Truman's script sticks firmly to the original text by Robert E. Howard. Truman's sole expansion upon the original story is a framing device, in which an aged King Conan relates a tale of how he reclaimed his kingdom to a young scribe. Truman does add one interesting wrinkle to the tale - the idea that Conan and his beloved queen Zeonbia were never formally wed. Conan's reasons for this, however, are true to character and the revelation, while interesting, is inconsequential to the action at hand.
And what action! Disposed from his throne by an evil wizard in the service of an enemy nation, Conan now seeks The Heart of Ahriman - a magic gem used by his enemies to resurrect and command said wizard. Conan has tracked said gem and the thief who stole it to the port city of Messatina. It is here he hopes to reconnect with old contacts from his days as a pirate and recover the gem before the thief can find a buyer.

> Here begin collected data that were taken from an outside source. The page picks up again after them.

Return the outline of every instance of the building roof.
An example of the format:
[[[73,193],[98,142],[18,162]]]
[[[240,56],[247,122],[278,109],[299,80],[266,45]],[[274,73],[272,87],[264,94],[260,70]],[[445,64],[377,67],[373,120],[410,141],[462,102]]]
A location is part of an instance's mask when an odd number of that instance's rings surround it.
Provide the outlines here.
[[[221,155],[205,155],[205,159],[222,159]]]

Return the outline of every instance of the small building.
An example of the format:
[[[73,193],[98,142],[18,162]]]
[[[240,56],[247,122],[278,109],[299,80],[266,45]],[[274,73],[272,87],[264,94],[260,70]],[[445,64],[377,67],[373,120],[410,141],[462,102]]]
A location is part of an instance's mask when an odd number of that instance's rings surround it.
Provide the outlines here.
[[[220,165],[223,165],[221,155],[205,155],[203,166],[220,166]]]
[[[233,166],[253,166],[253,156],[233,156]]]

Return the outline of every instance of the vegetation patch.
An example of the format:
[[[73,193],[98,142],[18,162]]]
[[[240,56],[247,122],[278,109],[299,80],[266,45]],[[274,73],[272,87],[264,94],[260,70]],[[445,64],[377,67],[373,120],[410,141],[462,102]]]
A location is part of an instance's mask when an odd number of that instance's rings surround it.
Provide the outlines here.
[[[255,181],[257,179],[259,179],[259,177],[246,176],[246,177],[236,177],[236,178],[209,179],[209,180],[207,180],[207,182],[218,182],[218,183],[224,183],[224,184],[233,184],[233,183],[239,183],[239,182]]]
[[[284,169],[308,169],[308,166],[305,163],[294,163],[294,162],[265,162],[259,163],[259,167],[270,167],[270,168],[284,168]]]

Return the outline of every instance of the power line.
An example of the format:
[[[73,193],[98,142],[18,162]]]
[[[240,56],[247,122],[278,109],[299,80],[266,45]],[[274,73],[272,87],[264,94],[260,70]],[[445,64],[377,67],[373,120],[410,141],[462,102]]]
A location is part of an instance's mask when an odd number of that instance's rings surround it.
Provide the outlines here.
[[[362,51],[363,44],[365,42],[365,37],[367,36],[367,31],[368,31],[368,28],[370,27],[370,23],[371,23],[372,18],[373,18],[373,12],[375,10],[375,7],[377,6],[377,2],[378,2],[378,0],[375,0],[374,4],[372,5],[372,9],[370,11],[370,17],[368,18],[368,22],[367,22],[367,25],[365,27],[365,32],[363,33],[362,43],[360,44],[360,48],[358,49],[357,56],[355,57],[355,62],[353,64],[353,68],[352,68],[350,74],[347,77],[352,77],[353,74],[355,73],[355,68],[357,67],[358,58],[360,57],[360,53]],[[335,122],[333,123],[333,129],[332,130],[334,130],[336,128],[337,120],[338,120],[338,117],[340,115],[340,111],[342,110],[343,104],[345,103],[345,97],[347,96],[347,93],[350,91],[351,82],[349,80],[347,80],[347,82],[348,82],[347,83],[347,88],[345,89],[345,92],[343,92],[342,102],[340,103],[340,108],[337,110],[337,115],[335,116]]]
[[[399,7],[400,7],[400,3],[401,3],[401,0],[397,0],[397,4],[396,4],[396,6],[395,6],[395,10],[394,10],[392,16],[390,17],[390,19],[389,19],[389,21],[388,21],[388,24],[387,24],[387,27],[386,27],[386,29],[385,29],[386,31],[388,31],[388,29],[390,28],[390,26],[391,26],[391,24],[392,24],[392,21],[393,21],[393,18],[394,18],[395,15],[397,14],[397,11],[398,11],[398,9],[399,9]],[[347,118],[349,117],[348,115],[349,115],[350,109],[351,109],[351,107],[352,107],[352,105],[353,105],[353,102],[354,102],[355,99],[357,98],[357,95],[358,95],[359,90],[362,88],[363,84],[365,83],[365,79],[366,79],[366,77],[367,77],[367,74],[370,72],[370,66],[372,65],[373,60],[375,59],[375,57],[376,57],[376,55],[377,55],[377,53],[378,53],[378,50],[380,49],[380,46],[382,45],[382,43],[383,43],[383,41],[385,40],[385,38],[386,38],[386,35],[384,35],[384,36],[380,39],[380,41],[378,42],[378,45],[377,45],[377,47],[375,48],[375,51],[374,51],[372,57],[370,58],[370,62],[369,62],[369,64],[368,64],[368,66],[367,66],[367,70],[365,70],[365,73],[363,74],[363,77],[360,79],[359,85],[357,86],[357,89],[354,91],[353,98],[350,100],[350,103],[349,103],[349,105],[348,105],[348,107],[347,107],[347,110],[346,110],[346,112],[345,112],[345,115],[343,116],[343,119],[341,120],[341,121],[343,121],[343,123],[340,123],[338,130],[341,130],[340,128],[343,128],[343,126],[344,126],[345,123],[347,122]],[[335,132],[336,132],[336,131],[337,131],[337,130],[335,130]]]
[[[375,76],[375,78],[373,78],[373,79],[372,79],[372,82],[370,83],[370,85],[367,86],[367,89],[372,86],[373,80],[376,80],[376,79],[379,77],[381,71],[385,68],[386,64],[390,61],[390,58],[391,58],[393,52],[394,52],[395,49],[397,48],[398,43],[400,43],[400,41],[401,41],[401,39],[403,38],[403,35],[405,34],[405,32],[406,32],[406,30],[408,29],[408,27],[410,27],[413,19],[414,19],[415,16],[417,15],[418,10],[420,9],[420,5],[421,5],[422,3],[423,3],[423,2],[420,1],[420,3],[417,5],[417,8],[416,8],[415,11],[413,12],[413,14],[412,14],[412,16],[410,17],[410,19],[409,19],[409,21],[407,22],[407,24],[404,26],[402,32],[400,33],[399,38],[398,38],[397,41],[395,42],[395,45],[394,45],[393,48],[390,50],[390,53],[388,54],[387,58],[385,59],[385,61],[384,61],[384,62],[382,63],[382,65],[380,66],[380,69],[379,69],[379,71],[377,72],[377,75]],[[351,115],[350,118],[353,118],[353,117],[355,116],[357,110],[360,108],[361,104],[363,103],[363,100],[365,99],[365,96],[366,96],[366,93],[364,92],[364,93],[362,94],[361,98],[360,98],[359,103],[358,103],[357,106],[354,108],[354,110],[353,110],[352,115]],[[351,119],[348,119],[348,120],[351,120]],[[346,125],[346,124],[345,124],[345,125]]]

Moody and morose, Tomas Giorello's artwork is a perfect complement to Truman's script. Giorello is one of the finest sword-and-sorcery artists in the business today and his Conan is quickly becoming the definitive modern version. His artwork is aided by some masterful choices of color by Jose Villarrubia, whose muted palette aids to the feeling of gloom and desperation that dominates Conan's current attitude and plight.